I'm a rebel. If I don't think I should pay tax on something I am not going to put it on my list (if we had such a tax). California used to have a Shelf Tax and they did away with it about 30 or 40 years ago. That meant all stores and vendors had to pay a tax for every product sitting on a shelf and in a warehouse because the products were considered an asset.

I'm not sure if California still has a Business Property Tax. I think they do, but I don't pay any attention to it. I think my CPA writes down the same numbers every year. For the Business Property Tax we have to pay tax based on the value of our tools, copy machine, fax, computer, etc. (if the tax still exists).

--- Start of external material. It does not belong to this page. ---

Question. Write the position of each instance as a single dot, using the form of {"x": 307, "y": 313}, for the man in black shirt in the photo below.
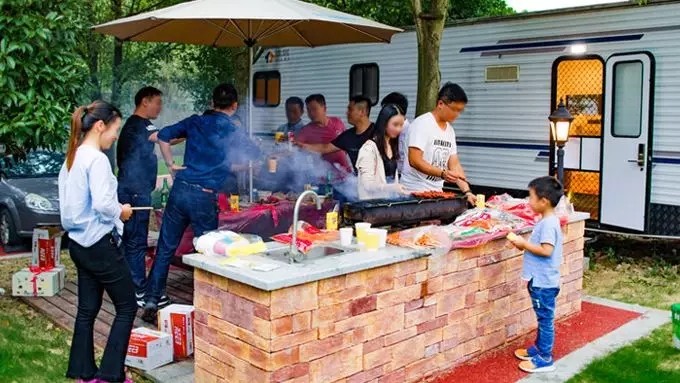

We are taxed to death. For multi-unit rental properties we have to pay a property tax ( of course), business license tax for the property, business license tax for the coin washers & dryers, Hud Inspection tax and Fire Department Inspection Tax. The number of taxes on telephone and utility bills is astounding. It is time for a tax rebellion, but who will we rebel against?

For my plumbing company, we have to pay a business license tax up to $350 for every city we work in and then we have to pay a $3,000 lead tax every year because some plumbing parts require the use of lead for their manufacturing. These type of taxes, in addition to all the other taxes, make me sick.

Why did you get me started on taxes?

What type of program could you use to make a list of your tangible assets? I would probably use MS Word with and create a two column table.